The advantages of reference counting GC is that it allows reclamation instantly after the object is no longer in use and that it spreads the GC cost across execution and hence does not suffer from the longer pauses like mark-sweep GC does. These makes it compelling to get used in some scenarios (e.g. interactive systems). However, it does suffer from some major drawbacks. In this post I will skim through the issues and how they are worked around in real systems.
Cyclic references
The fact that cyclic references cannot be handled by general refcounting mechanism is touted as it’s biggest draw back. A variety of approaches has been attempted to solve this. The two main categories of approaches include either ways to distinguish pointers that form a part of the cycle from those that do not or using back up mark-sweep GC.
Using a backup mark-sweep GC works pretty well in handling cyclic references. The idea is to have a regular refcounting GC that just ignores cyclic references. It fails to cleanup cyclic references that just builds up over time. When periodically the back up mark-sweep GC is run which cleans up objects with non-zero refcount that are not externally reachable.
Reducing the number of reference counting
Reference counting makes pointer manipulation very costly because every referencing/de-referencing results in book keeping to happen. One common approach to work around this, is to figure out what are the reference counting that can be safely deferred to be handled later.
For a lot of systems most references are taken in function local variables which takes references as the function is called and releases them as the function returns. Even inside functions iterators can walk over data structures like lists. Refcounting these can be very costly. These reference needn’t be explicitly counted right away as they on the stack and can be accessed later.

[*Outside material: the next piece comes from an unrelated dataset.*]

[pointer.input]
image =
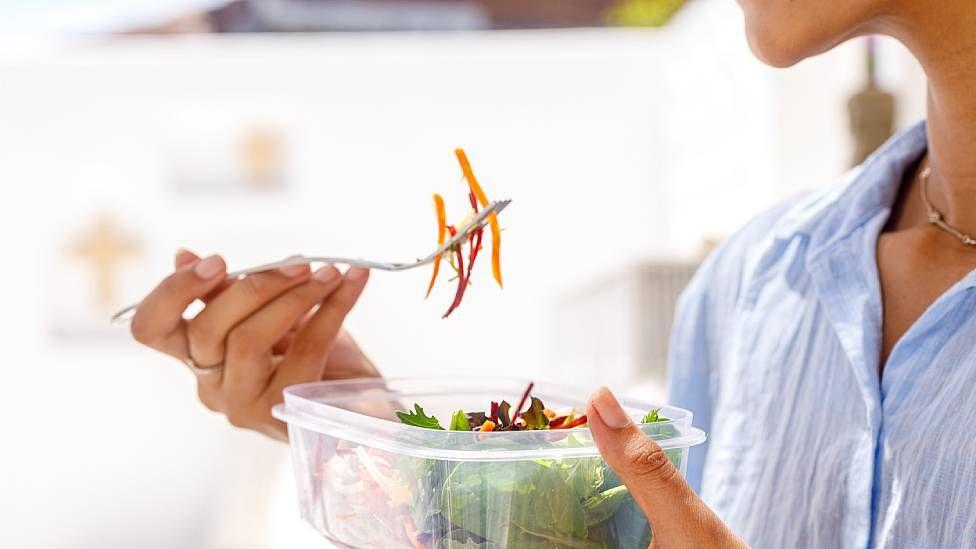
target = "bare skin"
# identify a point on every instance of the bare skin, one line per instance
(276, 329)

However, for global variables and even class member variables assignments the reference count is updated.When on de-referencing an object the refcount goes to 0 it cannot be reclaimed because there can be some stack variable references to it (which was not counted). To handle this the object is placed on a special list which contains all objects whose ref count has hit 0 (e.g. ZeroRefCountList).
With this mode the execution can proceed as usual and every so often a special routine is fired which walks all the active thread’s call stack to locate the stack variable and then update object ref count as follows
void UpdateRefCount()
{
// Stack object references are not refcounted and so bump up their
// refcount for all their occurrences
foreach (object obj in stack)
RefCountIncrement(obj)
// At this point the ZeroRefCountList objects are updated to
// their latest ref count values. So 0 means really 0 refcount
// and hence free them recursively
foreach (object obj in ZeroRefCountList)
{
if(refCount(obj) == 0)
{
foreach(Object child in obj.GetChildren)
RecursiveDelete(child);
free(obj);
}
}
// reset the refcount to get it back to the state
// where it was before calling UpdateRefCount
foreach (object obj in stack)
RefCountDecrement(obj);
}
The above routine is a condensed version of mark and sweep with the differences that it needn’t walk the entire memory and is not performance intensive.
Reduce space overhead
In the worst case every pointer in the system can point to a the same object and hence the refCount field is typically pointer sized so that it can store all the reference’s count. However, in reality this is seldom the case and being so conservative might result in a lot of space overhead per object. Say for a 32 bit system it means storing a 32 bit value for every object. For small sized objects that can mean upto 50% overhead.
To handle this a conservative estimate can be made to the maximum number of reference that an object can have. Let’s assume it to be 256. This needs a refcount field of 8 bits (1 byte) and that is stored in the object header. Post this the refcount is made as follows
void RefCountIncrement(Object obj)
{
if(obj.refCount < 256)
++obj.refCount;
}
void RefCountDecrement(Object obj)
{
if(obj.refCount < 256)
--obj.refCount;
}
The above algorithm allows correct refcounting for all objects whose refcount never goes upto 256. The moment it does it’s refcount sticks to 256 and is never incremented or decremented. Typically these objects are fairly smaller in number but if they exist they are not reclaimed (sticks to the system). Once such accumulations of these happen in significant number (which will take a lot of time) a backup tracing GC is run to sweep the memory of these objects.
Why use backup mark-sweep GC as backup?
A bunch of the solutions mentioned above use mark-sweep GC as a solution. The question is if they are to be used then why not completely switch to mark-sweep and dump refcounting. The main reason is that refcounting act an an optimization for mark-sweep GC reducing system pauses (remember they typically halt execution completely) introduced by them and making them run less often.